NewsCovering Kern County


Dancers from around Kern County inspire children

"Books in Motion" offers free literacy programs
Posted at 12:49 AM, Aug 31, 2018
and last updated 2018-08-31 12:54:02-04

Dancers from all over Kern County have been inspiring kids to read by bringing books to life through dance. The program called "Books in Motion", designed to combine dance and literacy together, is in its second year and was created by the Kern Dance Alliance.

In collaboration with the Kern County Library, Kern Literacy Council, and Barnes and Noble, families had an opportunity to see performances and participate in the activities at Kern County library branches and Barnes and Noble.

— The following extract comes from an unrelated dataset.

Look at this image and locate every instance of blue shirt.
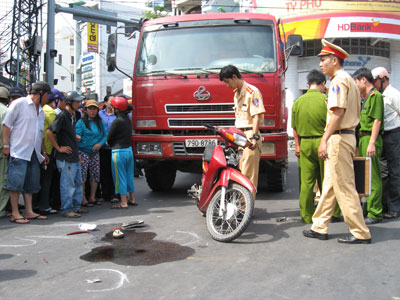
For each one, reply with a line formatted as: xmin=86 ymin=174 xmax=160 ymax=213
xmin=99 ymin=109 xmax=117 ymax=131
xmin=75 ymin=118 xmax=107 ymax=154
xmin=99 ymin=109 xmax=117 ymax=150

Dancer's Turnout Academy is just one of the partners in this program that has reached more than 860 children and their families. Dancers from this studio took Dino Dancing by Lisa Wheeler off the shelf to perform around Kern County this summer.  

The books that are chosen are not just any books; they meet the Common Core State Standards for reading literature for kindergarten through third grade.

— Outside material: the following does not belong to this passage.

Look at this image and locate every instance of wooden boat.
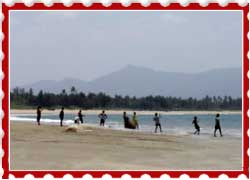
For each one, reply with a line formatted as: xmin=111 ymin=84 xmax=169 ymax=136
xmin=124 ymin=118 xmax=136 ymax=129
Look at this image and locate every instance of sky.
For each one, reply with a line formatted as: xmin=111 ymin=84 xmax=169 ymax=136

"Research shows that if children don't meet certain benchmarks by second grade regarding reading and comprehension, they most likely will become high school dropouts," said Andrea Hansen, the president of Kern Dance Alliance. 

The "Books in Motion" program is broken into four parts. First, dancers will perform to the narration of the book, second, they teach the kids in the audience dance, themed arts, and crafts activity, then follow that. Before the kids leave, they are asked to fill out a small assessment to see how much the kids learned and retained about the book.

"What we know about children today is that they are not all the same learners. They all learn in various types of ways. And what dance does is it learns through kinesthetic learning, and that's learning through the body. Some children learn by hearing, learn my seeing, but many children learn hands-on and need more of tactile experience," said Hansen. 

The program not only helps the children in the audience but gives dancers a chance to give back to the community by using their talents. 

Romy Hernandez, one of the dinosaur dancers from Dancer's Turnout Academy,' who has been dancing since 18 months-old said,  "I've learned that I love to teach kids to dance and the choreography. It's so cool to see them do it." 

Myka Steele, a 16-year-old dancer, also loves to teach dance, "It's really neat to teach kids to dance through action and moving, and I think it's a great way to visualize what we are doing. And hear audio of the book and I love working with kids."

According to the 2018 "Books in Motion" report, dancers have been able to make a difference in the community:

  • 866 Children + Families Reached
  • 367 FREE Books Provided
  • 326 Completed Assessments
  • 43 Dancers
  • 20 Performances
  • 13 Library Branch Performance Locations
  • 1 Barnes and Noble Performance Location

Hansen said she is grateful for the community's support and the generous sponsors that made the whole program possible. The sponsors include Chevron, The Junior League of Bakersfield, Terr-Gen Wind and Power, Arts Council of Kern, Cynthia Lake Charitable Trust, and the Bakersfield Californian Foundation.